In recent years, realistic YA depictions of poverty and economic disparity have also turned much darker. The kinds of truly desperate characters that Little Women kept on the margins now often take center stage. In Coe Booth's award-winning 2007 novel Tyrell, the protagonist lives with his mother and little brother in a roach-infested homeless shelter. Tyrell works hard to maintain appearances, but he's always hungry. In one of the novel's most poignant scenes, he shows up at his girlfriend's apartment "looking and probably smelling as homeless as I am." His 15-year-old friend, Jasmine, is so broke that a middle-aged man persuades her to give him a lap dance for $20 and half a sandwich.
"These are the realities of many of these young kids' lives," says Luann Toth, managing editor of School Library Journal's Book Review. "What we read in the headlines is the kind of gritty stuff that even a decade ago nobody would have made it up because nobody would believe it." She cites Paul Griffin's Stay With Me (2011) and Paul Volponi's Rikers High (2010) as two other worthy novels about teens in economic distress.
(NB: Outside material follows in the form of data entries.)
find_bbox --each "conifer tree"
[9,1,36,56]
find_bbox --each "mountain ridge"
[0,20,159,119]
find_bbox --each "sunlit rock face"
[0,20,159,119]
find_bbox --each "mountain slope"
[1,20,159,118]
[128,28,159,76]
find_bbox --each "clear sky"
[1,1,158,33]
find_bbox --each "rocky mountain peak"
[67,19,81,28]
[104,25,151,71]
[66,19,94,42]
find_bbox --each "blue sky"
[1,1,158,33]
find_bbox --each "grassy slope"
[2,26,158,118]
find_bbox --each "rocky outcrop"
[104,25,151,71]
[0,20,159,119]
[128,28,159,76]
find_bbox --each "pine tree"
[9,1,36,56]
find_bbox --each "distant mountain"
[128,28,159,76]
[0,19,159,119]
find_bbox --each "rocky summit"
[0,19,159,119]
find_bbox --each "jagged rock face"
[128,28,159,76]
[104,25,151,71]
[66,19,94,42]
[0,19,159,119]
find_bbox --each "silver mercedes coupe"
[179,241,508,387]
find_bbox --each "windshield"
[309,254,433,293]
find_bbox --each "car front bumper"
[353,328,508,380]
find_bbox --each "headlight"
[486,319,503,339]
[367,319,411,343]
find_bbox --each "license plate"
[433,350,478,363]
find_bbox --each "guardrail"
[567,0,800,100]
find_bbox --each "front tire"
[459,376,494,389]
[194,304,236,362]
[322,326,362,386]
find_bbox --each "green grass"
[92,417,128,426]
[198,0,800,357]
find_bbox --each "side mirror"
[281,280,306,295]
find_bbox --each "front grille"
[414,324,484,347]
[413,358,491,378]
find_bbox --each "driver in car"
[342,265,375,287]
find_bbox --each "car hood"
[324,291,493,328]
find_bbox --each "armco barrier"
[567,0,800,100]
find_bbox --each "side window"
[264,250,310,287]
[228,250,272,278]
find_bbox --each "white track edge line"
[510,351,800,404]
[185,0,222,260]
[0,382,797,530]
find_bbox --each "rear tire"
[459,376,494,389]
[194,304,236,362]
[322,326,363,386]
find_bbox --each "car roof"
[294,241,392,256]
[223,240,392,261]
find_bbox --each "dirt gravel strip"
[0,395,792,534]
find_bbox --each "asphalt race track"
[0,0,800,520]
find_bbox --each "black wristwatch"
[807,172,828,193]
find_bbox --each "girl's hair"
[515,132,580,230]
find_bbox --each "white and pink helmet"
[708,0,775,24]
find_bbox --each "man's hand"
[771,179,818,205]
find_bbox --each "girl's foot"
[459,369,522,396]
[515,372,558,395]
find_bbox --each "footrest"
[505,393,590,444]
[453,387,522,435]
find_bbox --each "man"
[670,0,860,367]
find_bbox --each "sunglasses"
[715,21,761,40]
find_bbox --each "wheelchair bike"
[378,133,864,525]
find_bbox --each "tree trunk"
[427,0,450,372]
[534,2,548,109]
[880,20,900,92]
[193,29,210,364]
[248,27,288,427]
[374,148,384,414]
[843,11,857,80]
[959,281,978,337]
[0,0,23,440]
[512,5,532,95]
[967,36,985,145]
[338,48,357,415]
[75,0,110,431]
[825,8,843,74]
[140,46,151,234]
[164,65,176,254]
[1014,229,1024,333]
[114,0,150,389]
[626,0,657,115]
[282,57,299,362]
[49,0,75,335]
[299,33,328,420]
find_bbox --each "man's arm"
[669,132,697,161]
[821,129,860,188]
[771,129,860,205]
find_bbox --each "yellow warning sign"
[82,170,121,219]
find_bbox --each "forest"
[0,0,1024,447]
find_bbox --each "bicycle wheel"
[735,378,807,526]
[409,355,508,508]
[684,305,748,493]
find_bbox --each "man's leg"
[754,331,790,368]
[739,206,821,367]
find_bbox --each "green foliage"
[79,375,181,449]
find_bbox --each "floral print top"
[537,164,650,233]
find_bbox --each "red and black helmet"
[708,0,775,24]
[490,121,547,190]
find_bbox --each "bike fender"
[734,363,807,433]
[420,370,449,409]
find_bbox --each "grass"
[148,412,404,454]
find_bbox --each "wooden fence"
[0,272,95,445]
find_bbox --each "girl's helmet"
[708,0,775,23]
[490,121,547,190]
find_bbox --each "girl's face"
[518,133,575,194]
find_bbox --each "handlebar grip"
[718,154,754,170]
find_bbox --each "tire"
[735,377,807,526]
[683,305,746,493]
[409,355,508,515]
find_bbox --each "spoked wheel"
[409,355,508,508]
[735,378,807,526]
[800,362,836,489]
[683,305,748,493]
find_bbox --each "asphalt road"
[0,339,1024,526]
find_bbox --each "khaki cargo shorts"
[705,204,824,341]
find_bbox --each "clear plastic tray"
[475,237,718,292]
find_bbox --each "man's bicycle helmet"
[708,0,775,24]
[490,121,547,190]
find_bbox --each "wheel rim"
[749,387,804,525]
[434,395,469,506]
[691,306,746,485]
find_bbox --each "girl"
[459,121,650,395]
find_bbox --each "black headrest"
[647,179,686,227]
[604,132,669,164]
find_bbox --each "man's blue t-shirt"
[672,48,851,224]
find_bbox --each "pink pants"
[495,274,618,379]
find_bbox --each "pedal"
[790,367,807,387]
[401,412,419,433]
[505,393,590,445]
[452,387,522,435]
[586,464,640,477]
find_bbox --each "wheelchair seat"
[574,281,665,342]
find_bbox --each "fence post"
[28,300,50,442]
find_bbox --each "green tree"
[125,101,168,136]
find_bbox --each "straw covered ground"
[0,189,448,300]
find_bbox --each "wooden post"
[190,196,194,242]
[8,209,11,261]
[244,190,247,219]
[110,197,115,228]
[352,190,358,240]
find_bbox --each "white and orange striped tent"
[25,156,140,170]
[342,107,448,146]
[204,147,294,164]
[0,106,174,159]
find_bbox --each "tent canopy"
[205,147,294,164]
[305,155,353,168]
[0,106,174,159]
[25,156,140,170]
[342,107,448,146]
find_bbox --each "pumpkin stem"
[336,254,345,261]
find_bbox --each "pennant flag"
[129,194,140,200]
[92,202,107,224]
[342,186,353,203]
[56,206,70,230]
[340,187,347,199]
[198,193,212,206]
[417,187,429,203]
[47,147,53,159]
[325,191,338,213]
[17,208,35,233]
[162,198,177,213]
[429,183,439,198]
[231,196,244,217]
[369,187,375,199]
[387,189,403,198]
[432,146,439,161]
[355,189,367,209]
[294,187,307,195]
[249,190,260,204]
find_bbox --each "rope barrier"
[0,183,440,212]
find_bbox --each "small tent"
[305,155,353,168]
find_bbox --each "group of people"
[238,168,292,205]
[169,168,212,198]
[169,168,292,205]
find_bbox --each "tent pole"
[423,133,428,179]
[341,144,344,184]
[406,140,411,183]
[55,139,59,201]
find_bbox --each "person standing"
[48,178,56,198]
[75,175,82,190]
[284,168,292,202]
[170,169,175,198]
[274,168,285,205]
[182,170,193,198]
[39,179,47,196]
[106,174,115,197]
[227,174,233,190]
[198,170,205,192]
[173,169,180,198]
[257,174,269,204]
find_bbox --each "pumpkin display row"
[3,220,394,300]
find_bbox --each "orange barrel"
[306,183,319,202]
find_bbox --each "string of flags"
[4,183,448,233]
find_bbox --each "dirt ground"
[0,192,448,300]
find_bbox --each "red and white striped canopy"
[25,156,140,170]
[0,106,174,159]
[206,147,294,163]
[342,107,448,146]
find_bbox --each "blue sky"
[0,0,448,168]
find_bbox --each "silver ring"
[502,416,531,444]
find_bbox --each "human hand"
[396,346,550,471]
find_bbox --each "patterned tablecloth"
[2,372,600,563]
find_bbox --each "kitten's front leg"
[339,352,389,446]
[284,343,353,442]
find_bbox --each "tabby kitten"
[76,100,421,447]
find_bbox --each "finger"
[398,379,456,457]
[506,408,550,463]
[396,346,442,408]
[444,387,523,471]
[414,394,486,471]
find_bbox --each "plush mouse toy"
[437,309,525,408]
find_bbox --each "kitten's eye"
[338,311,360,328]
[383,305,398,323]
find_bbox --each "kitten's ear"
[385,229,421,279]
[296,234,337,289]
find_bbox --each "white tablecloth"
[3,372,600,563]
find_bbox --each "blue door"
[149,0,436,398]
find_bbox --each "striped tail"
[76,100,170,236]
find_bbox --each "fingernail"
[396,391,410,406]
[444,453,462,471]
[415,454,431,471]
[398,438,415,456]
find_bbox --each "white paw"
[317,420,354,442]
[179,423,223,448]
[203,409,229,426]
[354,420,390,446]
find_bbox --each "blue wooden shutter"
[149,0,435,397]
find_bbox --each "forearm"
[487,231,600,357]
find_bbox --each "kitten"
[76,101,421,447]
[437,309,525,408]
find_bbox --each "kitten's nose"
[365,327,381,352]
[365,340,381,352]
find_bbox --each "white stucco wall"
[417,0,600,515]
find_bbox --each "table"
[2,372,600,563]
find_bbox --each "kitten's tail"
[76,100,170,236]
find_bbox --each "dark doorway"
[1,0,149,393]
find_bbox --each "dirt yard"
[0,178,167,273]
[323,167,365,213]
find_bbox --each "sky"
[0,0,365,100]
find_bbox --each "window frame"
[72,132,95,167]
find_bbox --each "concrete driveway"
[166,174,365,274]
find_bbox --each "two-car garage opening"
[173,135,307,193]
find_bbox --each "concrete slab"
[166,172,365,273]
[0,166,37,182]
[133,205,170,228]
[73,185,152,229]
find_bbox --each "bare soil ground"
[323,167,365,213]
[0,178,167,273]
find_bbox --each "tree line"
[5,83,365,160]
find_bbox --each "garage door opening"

As the situations get more desperate, so do the characters' reactions. Little Women stressed the importance of facing poverty with sweet temper, integrity and Christian charity. "When you feel discontented, think over your blessings, and be grateful," Mrs. March tells her daughters. It's hard to imagine any contemporary YA character uttering such advice.
In place of gratitude, today's best-selling YA novels imagine a world aflame with uprisings led by angry, self-sacrificing young women. In both The Hunger Games and Divergent, rage replaces religion as the best way to confront economic distress, and sentimental notions of marriage are pushed aside by fantasies of romance amid revolt.
Such over-the-top outcomes may actually spur these books' tremendous success. Despite the hunger and the poverty, dystopian fantasies are still a potent escape from reality. As Salon writer Laura Miller explains, "They're not about coming to terms with working life in a really unfair economy. They're just about those very strong, but not very practical, teenage emotions." Dystopian novels, in particular, she says, are "narratives of disillusionment and escape." The teenagers who read them, she argues, aren't thinking about economics.
But the outlandish sci-fi trappings of The Hunger Games and Divergent (tracker jackers, anyone?) might make them more comforting to teenagers actually experiencing economic distress, suggests Sheila Smith of the National Center for Children in Poverty. "You're not confronted as directly with situations that are so close to yours that they are going to be painful," she speculates. "A lot of difficult emotional challenges of adolescence might be processed by them more easily in a fantasy context."
As YA editor Lizzie Skurnick points out, "Anyone who's actually experienced their parents losing a job knows that it feels just like it would feel to stand in a stadium and have to kill your friends. It's actually scarier than that."